Sur ce, il étala devant Raskolnikoff un pantalon gris, d’une légère étoffe d’été.

— Pas un trou, pas une tache, et très-mettable, quoiqu’il ait aussi été porté ; le gilet est de la même couleur que le pantalon, comme l’exige la mode. Du reste, si ces effets ne sont pas neufs, à dire vrai, ils n’en sont que meilleurs : ils ont acquis par l’usage plus de douceur, plus de moelleux… Vois-tu, Rodia, selon moi, pour faire son chemin dans le monde, il faut toujours se régler sur la saison. Les gens raisonnables ne mangent pas d’asperges au mois de janvier : j’ai suivi ce principe dans mes emplettes. Nous sommes en été, j’ai donc acheté des vêtements d’été. Vienne l’automne, il te faudra des vêtements plus chauds, et tu abandonneras ceux-ci… d’autant plus que, d’ici là, ils auront eu le temps de s’user. Eh bien, devine ce que cela a coûté ! Combien, selon toi ? — Deux roubles vingt-cinq kopecks ! À présent, parlons des bottes ; comment les trouves-tu ? On voit qu’elles ont déjà été portées, mais elles feront encore très-bien leur office pendant deux mois, parce qu’elles ont été confectionnées à l’étranger : un secrétaire de l’ambassade britannique s’en est défait la semaine dernière ; il ne les avait que depuis six jours, mais il était très à court d’argent. Prix : un rouble cinquante kopecks. C’est pour rien.

— Mais elles n’iront peut-être pas à son pied ! observa Nastasia.

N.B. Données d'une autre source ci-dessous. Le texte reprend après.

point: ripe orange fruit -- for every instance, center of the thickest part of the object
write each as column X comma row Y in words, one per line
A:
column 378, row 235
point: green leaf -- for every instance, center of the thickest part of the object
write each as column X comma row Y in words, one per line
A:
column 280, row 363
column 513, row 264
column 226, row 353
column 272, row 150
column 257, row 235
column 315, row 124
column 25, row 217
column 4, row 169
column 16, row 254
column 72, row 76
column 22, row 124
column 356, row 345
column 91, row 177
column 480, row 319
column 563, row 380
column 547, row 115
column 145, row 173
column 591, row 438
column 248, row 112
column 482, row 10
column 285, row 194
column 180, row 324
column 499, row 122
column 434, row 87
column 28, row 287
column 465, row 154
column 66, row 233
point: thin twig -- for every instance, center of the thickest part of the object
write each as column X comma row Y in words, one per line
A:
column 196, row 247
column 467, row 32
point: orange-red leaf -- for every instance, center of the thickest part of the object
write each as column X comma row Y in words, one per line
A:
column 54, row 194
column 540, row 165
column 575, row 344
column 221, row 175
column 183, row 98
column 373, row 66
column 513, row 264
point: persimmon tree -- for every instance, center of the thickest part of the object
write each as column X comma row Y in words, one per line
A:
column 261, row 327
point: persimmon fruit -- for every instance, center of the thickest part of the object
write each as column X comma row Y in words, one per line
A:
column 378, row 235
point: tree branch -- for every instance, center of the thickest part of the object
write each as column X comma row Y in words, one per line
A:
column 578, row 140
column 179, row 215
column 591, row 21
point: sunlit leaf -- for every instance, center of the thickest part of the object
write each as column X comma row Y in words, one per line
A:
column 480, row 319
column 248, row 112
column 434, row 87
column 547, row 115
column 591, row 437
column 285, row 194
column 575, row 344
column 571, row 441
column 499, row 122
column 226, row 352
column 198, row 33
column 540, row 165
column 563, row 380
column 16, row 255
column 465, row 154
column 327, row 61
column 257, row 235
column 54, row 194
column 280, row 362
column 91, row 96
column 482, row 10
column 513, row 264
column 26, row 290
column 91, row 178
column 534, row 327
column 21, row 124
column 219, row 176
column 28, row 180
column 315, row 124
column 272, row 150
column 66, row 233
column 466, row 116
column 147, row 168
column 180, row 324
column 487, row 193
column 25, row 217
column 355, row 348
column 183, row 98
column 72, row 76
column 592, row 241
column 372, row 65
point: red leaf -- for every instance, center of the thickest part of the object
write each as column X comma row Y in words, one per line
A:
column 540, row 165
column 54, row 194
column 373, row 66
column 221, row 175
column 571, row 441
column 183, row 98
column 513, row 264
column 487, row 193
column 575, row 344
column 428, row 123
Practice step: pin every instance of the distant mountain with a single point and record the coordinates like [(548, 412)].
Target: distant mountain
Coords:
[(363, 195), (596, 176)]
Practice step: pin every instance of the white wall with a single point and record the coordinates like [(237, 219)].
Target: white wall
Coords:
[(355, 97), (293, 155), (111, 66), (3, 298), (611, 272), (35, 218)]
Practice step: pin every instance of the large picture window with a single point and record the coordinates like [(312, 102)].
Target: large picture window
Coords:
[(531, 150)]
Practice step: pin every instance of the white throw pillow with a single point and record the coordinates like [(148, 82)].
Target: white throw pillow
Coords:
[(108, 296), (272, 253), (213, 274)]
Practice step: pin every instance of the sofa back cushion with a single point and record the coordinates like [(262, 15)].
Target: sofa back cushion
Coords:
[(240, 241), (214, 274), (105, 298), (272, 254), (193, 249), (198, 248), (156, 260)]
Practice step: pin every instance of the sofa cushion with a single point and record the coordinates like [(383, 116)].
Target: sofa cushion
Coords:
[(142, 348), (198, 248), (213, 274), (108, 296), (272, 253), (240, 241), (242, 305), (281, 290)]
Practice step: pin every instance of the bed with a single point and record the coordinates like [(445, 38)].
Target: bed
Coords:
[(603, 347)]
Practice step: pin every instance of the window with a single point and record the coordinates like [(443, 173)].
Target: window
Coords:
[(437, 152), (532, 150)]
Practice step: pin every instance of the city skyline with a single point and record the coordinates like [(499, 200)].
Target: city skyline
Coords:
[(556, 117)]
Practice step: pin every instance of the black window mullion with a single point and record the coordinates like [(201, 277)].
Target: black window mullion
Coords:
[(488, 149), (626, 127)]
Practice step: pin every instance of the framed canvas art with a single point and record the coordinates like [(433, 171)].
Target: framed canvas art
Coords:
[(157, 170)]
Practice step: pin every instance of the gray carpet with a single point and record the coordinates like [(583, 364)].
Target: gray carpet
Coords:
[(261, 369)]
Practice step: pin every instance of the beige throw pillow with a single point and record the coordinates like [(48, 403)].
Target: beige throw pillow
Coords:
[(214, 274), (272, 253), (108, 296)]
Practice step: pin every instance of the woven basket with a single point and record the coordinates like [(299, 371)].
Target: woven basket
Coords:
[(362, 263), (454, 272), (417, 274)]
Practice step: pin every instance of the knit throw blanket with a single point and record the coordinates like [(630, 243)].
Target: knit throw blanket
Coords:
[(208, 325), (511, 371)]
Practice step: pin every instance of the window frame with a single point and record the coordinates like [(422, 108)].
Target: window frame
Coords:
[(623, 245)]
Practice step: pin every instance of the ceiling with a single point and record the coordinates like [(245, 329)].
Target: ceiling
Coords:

— Elles n’iront pas à son pied ! Et cela, qu’est-ce que c’est ? « répliqua Razoumikhine en tirant de sa poche une vieille botte de Raskolnikoff, laquelle était toute trouée et toute sale : j’avais pris mes précautions ; ils ont relevé la mesure sur cette horreur. Tout cela a été fait très consciencieusement. Mais, pour le linge, il y a eu du tirage avec la marchande. Enfin, tu as là trois chemises de toile avec des devants à la mode… Maintenant, récapitulons : casquette, huit grivnas ; pantalon et gilet, deux roubles vingt-cinq kopecks ; bottes, un rouble cinquante kopecks ; linge, cinq roubles ; total : neuf roubles cinquante-cinq kopecks. J’ai donc à te remettre quarante-cinq kopecks ; tiens, prends-les ; et, de la sorte, te voilà tout requinqué ; car, à mon avis, ton paletot non-seulement peut encore servir, mais possède beaucoup de distinction : on voit qu’il a été fait chez Charmer ! Pour ce qui est des chaussettes, etc., je t’ai laissé le soin de les acheter toi-même. Il nous reste vingt-cinq roubles, et tu n’as pas à t’inquiéter de Pachenka, ni du payement de ton loyer. Je te l’ai dit : on te fait un crédit illimité. À présent, mon ami, permets qu’on te change de linge ; c’est nécessaire, car la maladie est dans ta chemise…

— Laisse-moi donc ! Je ne veux pas ! répondit en le repoussant Raskolnikoff dont le visage était resté morne tant qu’avait duré le récit enjoué de Razoumikhine.

— Il le faut, mon ami ; pourquoi donc ai-je éculé mes bottes ? insista ce dernier. — Nastasiouchka, ne faites pas la prude et venez à mon aide, là ! et, malgré la résistance de Raskolnikoff, il réussit à le changer de linge.

Le malade retomba sur son oreiller et ne dit pas un mot pendant deux minutes.

« Est-ce qu’ils ne vont pas à la fin me laisser en repos ? pensait-il. — Avec quel argent tout cela a-t-il été acheté ? demanda-t-il ensuite, en regardant le mur.

— Voilà une question ! Mais avec ton propre argent. Ta maman t’a fait envoyer par Vakhrouchine trente-cinq roubles qui t’ont été apportés tantôt, est-ce que tu l’as oublié ?

— À présent, je m’en souviens… dit Raskolnikoff après être resté pensif et sombre pendant assez longtemps. Razoumikhine, les sourcils froncés, le considérait avec inquiétude.

La porte s’ouvrit, et un homme de haute taille entra dans la chambre. Sa façon de se présenter indiquait un visiteur accoutumé de Raskolnikoff.

— Zosimoff ! Enfin ! s’écria joyeusement Razoumikhine.

  1. Membre d’une association d’ouvriers ou d’employés.